Market reality counts in India's rubbery figures
Any investment analyst who has ever visited India is acquainted with the sense of complete bafflement that quickly arises from a series of meetings with either companies or public officials.
The companies are adept at spinning stories about how well they are either doing or soon will be doing, ignoring all frequent disappointments of the past as anomalies from which they are unlikely to suffer again.
Public officials conduct meetings with a weighty pontifical air calculated to make visitors feel honoured that they have been allowed to meet such important persons and present selected snippets of information to convey the official line that things are soon to turn for the better.
Throughout it all the heavy hand of political speculation intrudes in every conversation to make uncertain again anything that may temporarily have seemed to be certain. Difference of opinion on even small matters is to be found at every meeting and almost seems prized as a way of conferring intellectual standing.
A day or two of this and you thirst as you do nowhere else for the hard numbers that should be found from official statistical sources.
But you remain thirsty. There is an acute shortage of reliable figures from official sources. What is available is either reams of trivial data, figures that are more than a year out of date or statistics which everyone has different grounds for disputing.
Not surprisingly, most investment commentaries on India tell you that it could go up or it could go down or it could go round and round but it all depends and we are cautiously optimistic.
This commentary today has nothing to break the mould. All it offers is yet another of those baffling conundrums to rob certainty from those who may think they finally see their way.
The official figures on which everyone agrees do not look good.

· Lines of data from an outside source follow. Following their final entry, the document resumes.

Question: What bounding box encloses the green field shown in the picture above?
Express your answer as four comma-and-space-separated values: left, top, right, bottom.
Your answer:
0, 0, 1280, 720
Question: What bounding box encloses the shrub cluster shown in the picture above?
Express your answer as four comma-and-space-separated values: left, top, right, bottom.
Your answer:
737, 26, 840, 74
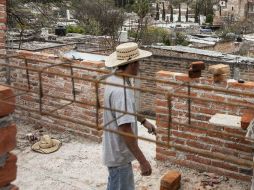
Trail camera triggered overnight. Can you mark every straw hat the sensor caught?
[105,42,152,67]
[32,135,61,154]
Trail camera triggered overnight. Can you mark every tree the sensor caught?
[155,3,160,20]
[71,0,124,48]
[162,2,166,21]
[6,0,66,47]
[171,0,185,22]
[133,0,150,42]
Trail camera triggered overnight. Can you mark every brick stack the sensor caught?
[156,71,254,181]
[0,86,18,190]
[208,64,230,83]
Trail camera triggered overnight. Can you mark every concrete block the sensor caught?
[160,170,181,190]
[241,111,254,130]
[190,61,205,71]
[0,85,15,117]
[189,69,201,78]
[208,64,230,75]
[0,153,17,187]
[0,124,17,155]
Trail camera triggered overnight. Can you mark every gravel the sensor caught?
[14,123,250,190]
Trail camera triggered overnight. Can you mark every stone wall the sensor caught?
[156,71,254,181]
[200,41,241,54]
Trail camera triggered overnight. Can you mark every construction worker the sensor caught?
[103,43,156,190]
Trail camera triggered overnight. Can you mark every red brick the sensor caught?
[186,154,211,165]
[186,141,211,150]
[241,111,254,130]
[213,74,228,83]
[0,18,6,23]
[0,86,15,117]
[212,161,238,172]
[190,61,205,71]
[172,131,197,139]
[156,153,169,161]
[0,154,17,187]
[160,170,181,190]
[175,73,191,82]
[156,147,176,157]
[189,69,201,78]
[225,143,252,153]
[0,0,6,5]
[0,124,17,155]
[3,184,19,190]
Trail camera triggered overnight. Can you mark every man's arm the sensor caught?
[119,123,152,176]
[137,116,157,135]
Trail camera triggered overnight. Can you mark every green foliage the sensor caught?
[66,25,85,34]
[66,19,101,36]
[132,0,150,18]
[129,27,171,45]
[205,14,213,24]
[175,32,189,46]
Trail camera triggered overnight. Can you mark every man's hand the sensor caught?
[140,160,152,176]
[144,119,157,135]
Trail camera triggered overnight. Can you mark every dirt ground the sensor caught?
[14,123,250,190]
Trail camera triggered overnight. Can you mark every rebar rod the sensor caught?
[0,81,254,142]
[0,100,254,168]
[25,59,31,90]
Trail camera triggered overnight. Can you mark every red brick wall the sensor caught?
[7,51,104,141]
[0,0,6,80]
[156,71,254,181]
[140,48,254,114]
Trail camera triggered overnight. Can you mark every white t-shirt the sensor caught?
[103,75,138,167]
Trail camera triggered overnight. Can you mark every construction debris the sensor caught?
[160,170,181,190]
[208,64,230,83]
[0,86,18,190]
[201,172,228,188]
[208,64,230,75]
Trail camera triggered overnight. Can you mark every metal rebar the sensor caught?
[95,82,100,129]
[5,58,11,85]
[0,100,254,168]
[70,64,76,101]
[38,72,43,113]
[2,92,29,100]
[188,83,191,125]
[0,59,254,97]
[25,59,31,90]
[168,96,172,148]
[3,81,253,142]
[49,101,73,113]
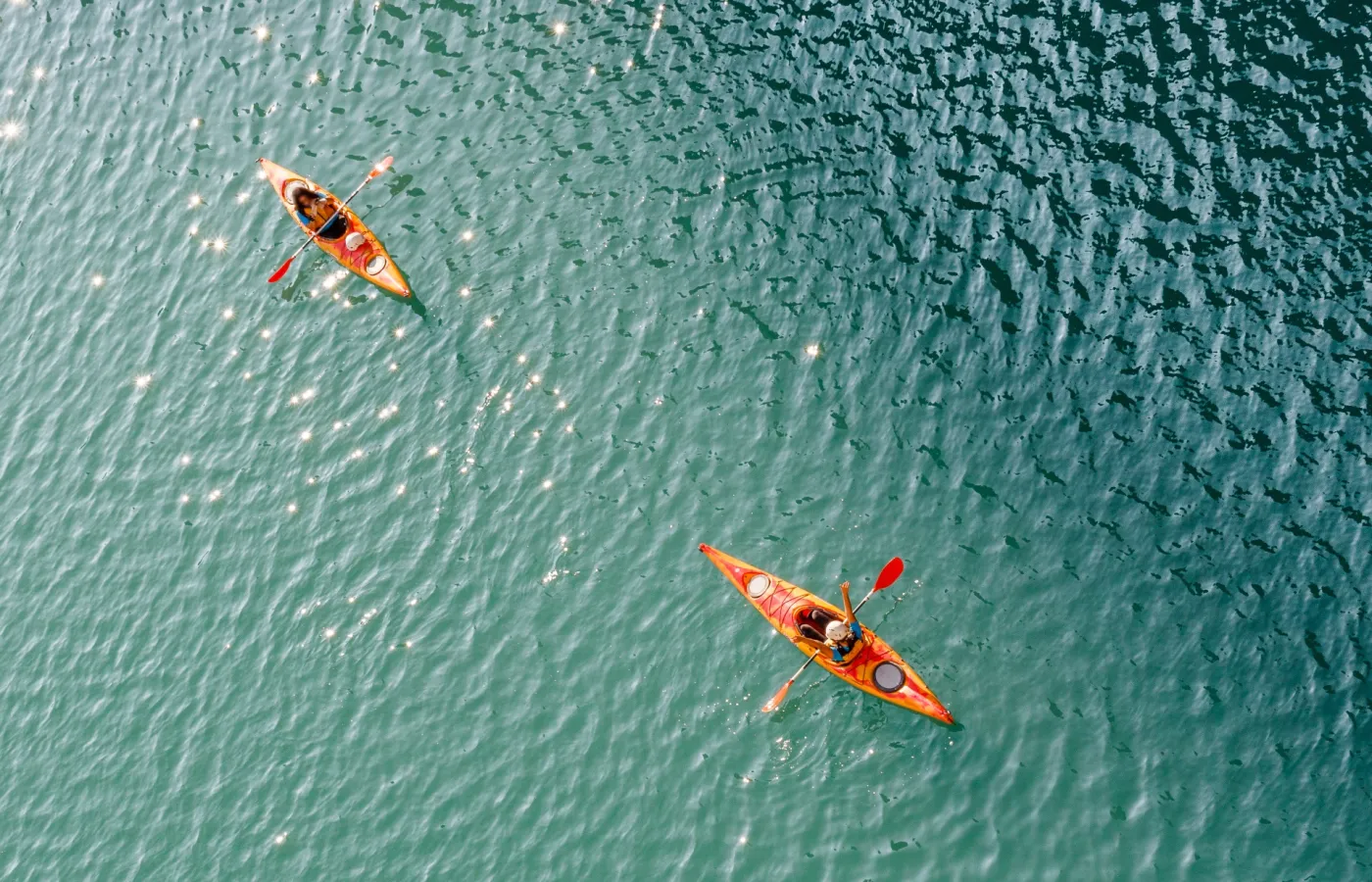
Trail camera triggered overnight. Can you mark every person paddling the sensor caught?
[800,581,861,663]
[295,186,347,240]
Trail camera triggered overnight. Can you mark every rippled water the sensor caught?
[0,0,1372,881]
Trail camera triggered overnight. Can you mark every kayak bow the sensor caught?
[258,159,411,298]
[700,545,954,724]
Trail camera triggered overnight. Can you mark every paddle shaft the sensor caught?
[762,570,903,710]
[270,157,391,281]
[786,588,877,686]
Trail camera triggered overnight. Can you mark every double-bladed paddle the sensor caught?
[762,557,906,713]
[268,157,395,282]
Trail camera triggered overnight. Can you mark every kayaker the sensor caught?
[295,186,347,240]
[824,581,861,662]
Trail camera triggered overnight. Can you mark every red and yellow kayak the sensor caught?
[258,159,411,298]
[700,545,953,723]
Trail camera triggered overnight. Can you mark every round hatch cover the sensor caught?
[871,662,906,693]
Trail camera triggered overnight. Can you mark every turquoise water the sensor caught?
[0,0,1372,881]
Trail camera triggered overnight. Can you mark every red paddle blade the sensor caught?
[872,557,906,591]
[268,258,295,282]
[762,680,796,713]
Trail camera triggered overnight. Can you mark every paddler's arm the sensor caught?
[838,581,861,641]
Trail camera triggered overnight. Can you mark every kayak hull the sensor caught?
[258,159,411,298]
[700,545,954,724]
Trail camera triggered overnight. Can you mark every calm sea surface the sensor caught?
[0,0,1372,882]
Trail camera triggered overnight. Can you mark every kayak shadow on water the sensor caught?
[398,291,428,322]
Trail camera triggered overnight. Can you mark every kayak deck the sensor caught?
[258,159,411,298]
[700,545,954,724]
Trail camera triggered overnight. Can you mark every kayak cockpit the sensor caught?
[796,607,841,641]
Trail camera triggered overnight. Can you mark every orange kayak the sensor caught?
[258,159,411,298]
[700,545,953,723]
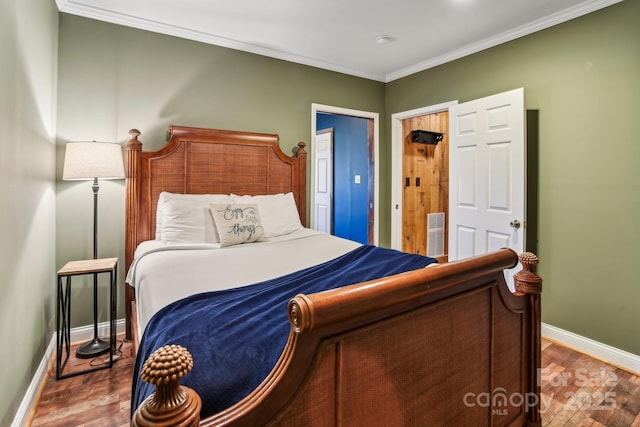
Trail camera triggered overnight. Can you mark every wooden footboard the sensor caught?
[132,249,542,426]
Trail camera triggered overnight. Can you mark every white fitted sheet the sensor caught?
[127,229,360,337]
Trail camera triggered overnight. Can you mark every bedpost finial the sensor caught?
[131,345,202,426]
[513,252,542,294]
[296,141,307,159]
[127,129,142,150]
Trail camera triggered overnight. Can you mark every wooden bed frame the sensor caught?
[125,126,542,426]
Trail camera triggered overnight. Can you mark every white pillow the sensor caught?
[156,191,233,243]
[231,193,303,238]
[210,203,265,247]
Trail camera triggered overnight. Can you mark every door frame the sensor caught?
[388,100,458,251]
[307,103,380,245]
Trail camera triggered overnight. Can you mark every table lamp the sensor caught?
[62,142,124,358]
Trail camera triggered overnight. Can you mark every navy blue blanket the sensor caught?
[131,245,436,417]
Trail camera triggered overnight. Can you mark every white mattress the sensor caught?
[127,229,360,337]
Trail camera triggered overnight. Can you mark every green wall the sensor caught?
[56,14,384,326]
[382,0,640,355]
[0,0,58,426]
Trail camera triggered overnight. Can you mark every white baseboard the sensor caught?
[541,322,640,375]
[11,319,125,427]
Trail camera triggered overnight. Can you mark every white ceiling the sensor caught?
[56,0,622,82]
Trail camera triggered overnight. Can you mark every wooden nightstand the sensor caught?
[56,258,118,379]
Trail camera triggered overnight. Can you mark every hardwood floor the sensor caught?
[32,337,640,427]
[31,336,135,427]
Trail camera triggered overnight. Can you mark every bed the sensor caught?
[125,126,541,426]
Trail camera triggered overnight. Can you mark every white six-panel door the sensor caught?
[449,88,526,290]
[313,129,333,234]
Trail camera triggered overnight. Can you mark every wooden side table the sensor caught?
[56,258,118,379]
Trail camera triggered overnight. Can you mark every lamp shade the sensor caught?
[62,142,124,180]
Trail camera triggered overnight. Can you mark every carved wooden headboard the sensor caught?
[125,126,307,342]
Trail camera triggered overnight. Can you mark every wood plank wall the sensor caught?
[402,111,449,261]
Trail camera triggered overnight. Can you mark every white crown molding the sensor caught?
[56,0,623,83]
[56,0,384,82]
[385,0,623,83]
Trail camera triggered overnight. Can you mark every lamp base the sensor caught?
[76,338,111,359]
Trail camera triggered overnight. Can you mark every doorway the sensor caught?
[308,104,379,245]
[391,101,458,250]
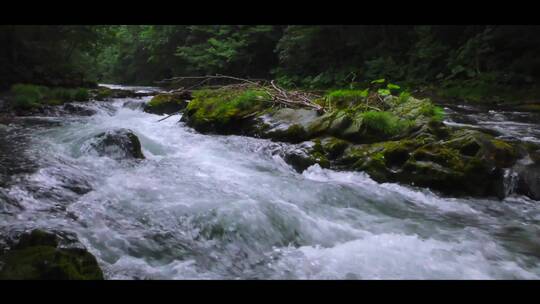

Industrial production is down, foreign trade is collapsing, the trade deficit is widening steeply, the government budget deficit even more steeply, inflation is turning up again, market interest rates are beginning to rise, analysts are cutting next year's corporate earnings forecasts and the latest spat with Pakistan has soured foreign sentiment.
Yet, while the BSE Stock Exchange has suffered an up and down ride because of it, Indian share prices are consistently doing better than the average of East Asian countries.
Since the beginning of last year, the stock market has outperformed the average of East Asia excluding Japan by more than 100 per cent. In other words you would have done more than twice as well over this period in India as in the average of other Asian markets and the consistency of the outperformance has been a notable one as the chart shows.
Of course, this outperformance has been more a case of the rest of Asia falling than of India rising. What is baffling here, however, is that while most East Asian economies now show clear signs of recovering, India's economic fundamentals have taken a turn for the worse and yet the outperformance continues.
They've made a mess of things in many ways in India but market performance is hard fact and it says that they must be doing something right.